The former Aberdeen and Dunfermline manager was diagnosed with the condition in 2015.

Calderwood: Living with dementia. <strong>SNS Group</strong>
Calderwood: Living with dementia. SNS Group

Former Aberdeen manager Jimmy Calderwood has said looking back on his football career helps him stay positive as he lives with dementia.

Calderwood, who also managed Dunfermline, Kilmarnock, Ross County and several Dutch clubs, was diagnosed with the condition in 2015.

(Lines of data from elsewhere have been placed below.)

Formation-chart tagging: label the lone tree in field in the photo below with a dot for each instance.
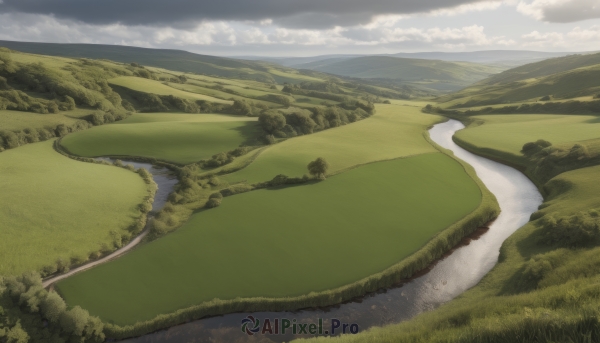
(318, 168)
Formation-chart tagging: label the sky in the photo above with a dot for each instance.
(308, 27)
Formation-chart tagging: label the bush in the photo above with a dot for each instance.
(271, 121)
(571, 231)
(213, 202)
(318, 168)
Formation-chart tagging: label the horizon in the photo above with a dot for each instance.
(279, 29)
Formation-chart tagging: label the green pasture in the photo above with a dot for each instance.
(508, 133)
(53, 207)
(18, 120)
(394, 131)
(176, 137)
(156, 87)
(284, 242)
(506, 306)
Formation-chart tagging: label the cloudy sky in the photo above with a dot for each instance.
(308, 27)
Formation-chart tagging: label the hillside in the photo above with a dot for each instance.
(558, 78)
(432, 74)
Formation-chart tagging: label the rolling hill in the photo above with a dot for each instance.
(561, 78)
(432, 74)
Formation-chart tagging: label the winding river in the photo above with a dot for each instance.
(165, 180)
(518, 198)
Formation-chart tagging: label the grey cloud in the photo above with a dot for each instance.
(287, 13)
(572, 11)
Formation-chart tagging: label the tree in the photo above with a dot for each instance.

However, the 64-year-old Glaswegian is remaining as positive as possible in the circumstances as he looks back on his life in football with no regrets.

He told STV News: “That’s life isn’t it? I’m not going to start moaning about it, you just try and do as good as you can, keep hold of everything you have got and try to be helpful.


“I have always been a kind of positive person, obviously that comes with football.

“I feel like I have had a really good life, I know that (my head) is still there but I don’t how long for.

“I had a good career, I wish it was longer don’t get me wrong, and I have good people round about me.”

During a five-year spell with Dunfermline, Calderwood took the Fife club back into the top-flight at the first opportunity and kept them there for four consecutive seasons.


He also guided them to their first Scottish Cup final in nearly 40 years and secured their highest ever Premier League finish of fourth in 2004.

The Scottish Cup final defeat to Celtic in the 2003/04 season meant a return to European football for Dunfermline for the first time in 35 years.

Calderwood then Aberdeen to the last 32 of European competition for the first time since 1986, drawing 2-2 with Bayern Munich at Pittodrie.

With research into potential links between dementia and football ongoing, Calderwood believes the football authorities are doing all the can to get to the bottom of the issue.

He said: “We will just have to wait to see how that goes, but you cringe sometimes when you look at some of the things, you think ‘Jesus’ you know? With the heading balls and this kind of stuff.

“What can they do? Their hands are tied I think, we have played football at a reasonable level and how many times would you head the ball?

“I wouldn’t know how many headers I have had and I wasn’t really a heading man if you know what I mean?


“I have good people round about me, very very good people, and I think that helps you an awful lot.”